Grippe H1N1 (Schweinegrippe)

SBK empfiehlt Impfung, warnt aber vor Stigmatisierung des Pflegepersonals
Wie bei der saisonalen Grippe übernimmt der SBK auch bei der pandemischen Grippe (A H1N1 / Schweinegrippe) die Empfehlungen des Bundesamtes für Gesundheit: Beschäftigte im Gesundheitswesen sollten sich impfen lassen, um das Risiko einer Übertragung zu vermindern und die gefährdeten Personen vor einer Erkrankung zu schützen. Geimpfte Pflegende sind auch persönlich besser gegen eine Ansteckung geschützt.
Der Entscheid für oder gegen eine Impfung ist aber letztendlich ein persönlicher, den es zu respektieren gilt. Der SBK erwartet von Pflegefachpersonen, dass sie die Entscheidung nach einer Auseinandersetzung mit den Fakten und dem Gefährdungspotential in ihrem Arbeitsalltag fällen.
Beim Auftreten von Grippesymptomen lautet die Empfehlung auch für Pflegefachpersonen, bis einen Tag nach Abklingen der Symptome daheim zu bleiben. Wie bei anderen Infektionskrankheiten obliegt es den Arbeitgebern, Schutzvorkehrungen, wie das Tragen von chirurgischen Gesichtsmasken, anzuordnen.

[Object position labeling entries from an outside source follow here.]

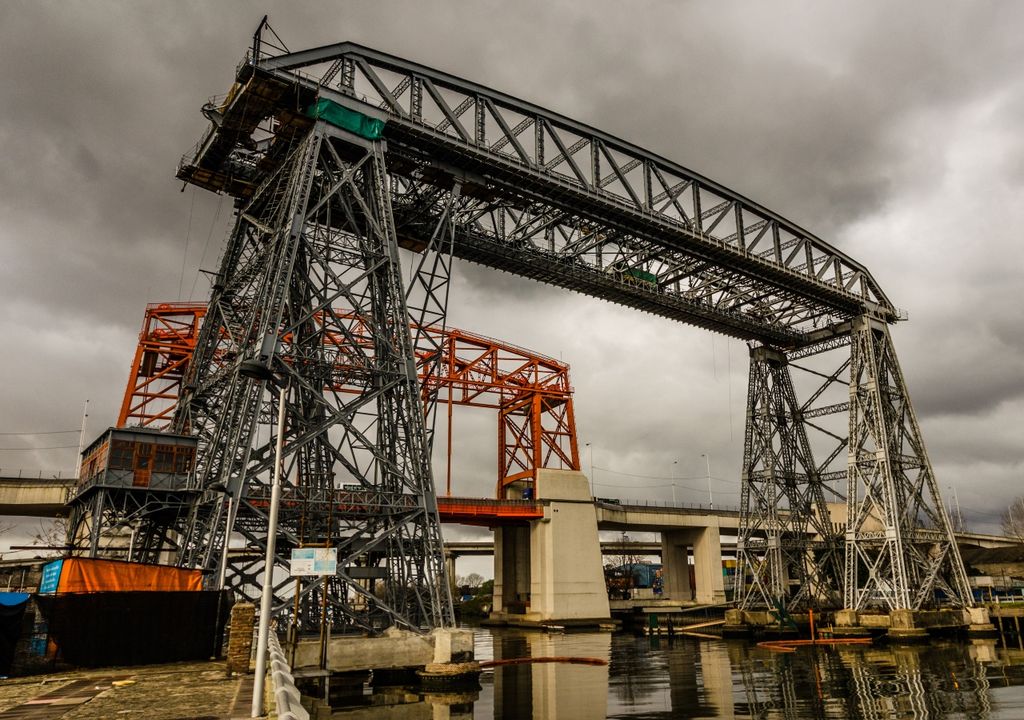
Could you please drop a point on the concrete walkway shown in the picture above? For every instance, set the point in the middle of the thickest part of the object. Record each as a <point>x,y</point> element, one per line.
<point>176,691</point>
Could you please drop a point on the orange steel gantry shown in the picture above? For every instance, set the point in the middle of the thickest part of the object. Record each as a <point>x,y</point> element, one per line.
<point>530,392</point>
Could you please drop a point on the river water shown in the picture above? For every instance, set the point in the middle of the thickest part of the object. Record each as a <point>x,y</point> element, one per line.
<point>654,678</point>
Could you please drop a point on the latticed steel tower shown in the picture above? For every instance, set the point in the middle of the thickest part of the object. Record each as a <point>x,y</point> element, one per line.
<point>310,272</point>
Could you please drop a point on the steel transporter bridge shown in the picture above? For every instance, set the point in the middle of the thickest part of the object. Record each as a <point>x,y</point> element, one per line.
<point>346,164</point>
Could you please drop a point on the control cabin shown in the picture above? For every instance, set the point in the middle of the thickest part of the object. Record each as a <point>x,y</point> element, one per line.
<point>137,457</point>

Pauschal diffamierende Angriffe auf Pflegende

Aus verschiedenen Gründen verhält sich ein beträchtlicher Teil der Pflegefachleute zum gegenwärtigen Zeitpunkt skeptisch bis ablehnend gegenüber der Impfung gegen die Schweinegrippe. Diese Zurückhaltung wird in einem Teil der Medien polemisch und gehässig kommentiert, bis hin zu Angriffen auf die Professionalität und die moralische Integrität der Pflegenden. Auch scheinen etliche Arbeitgeber vor massivem Druck nicht zurückzuschrecken, um die Impfquote in ihren Institutionen zu erhöhen.
Der SBK ist sehr befremdet über diese unqualifizierten, pauschal diffamierenden Angriffe auf Berufsleute, die tagtäglich, oft unter sehr schwierigen Arbeitsbedingungen, den Tatbeweis erbringen, dass ihre ganze Sorge dem Wohl ihrer Patienten gilt.
Der SBK wiederholt und unterstreicht seine Haltung, dass jede Pflegefachperson den Entscheid, sich impfen zu lassen oder nicht, professionell und ethisch fundiert in eigener Verantwortung zu fällen hat. Er weist darauf hin, dass für einen – direkten oder auch nur indirekten – Impfzwang (beispielsweise in der Form von arbeits- oder versicherungsrechtlichen Sanktionen) keinerlei rechtliche Grundlage besteht.
Desgleichen verwahrt sich der SBK in aller Form dagegen, dass das Pflegepersonal moralisch unter Druck gesetzt oder stigmatisiert wird; eine unterschiedliche Behandlung des geimpften und des nicht geimpften Personals, die sachlich nicht durch den wirksamen Schutz der Patienten gerechtfertigt ist, ist inakzeptabel.

Viele Impfverweigerer unter den Pflegenden

Im Artikel "Viele Impfverweigerer unter den Pflegenden" vom 28.11.2009 schreibt die NZZ:
Die Personen mit dem meisten Patientenkontakt im Spital wollen sich am wenigsten gegen die Schweinegrippe impfen lassen. Die Spitäler denken über verschiedene Massnahmen nach – auch über ein Impfobligatorium.
Zum Artikel der NZZ

Leserbriefe zum Artikel in der NZZ

Leserbrief Regina Soder, Präsidentin SBK Sektion ZH/GL/SH [79 KB]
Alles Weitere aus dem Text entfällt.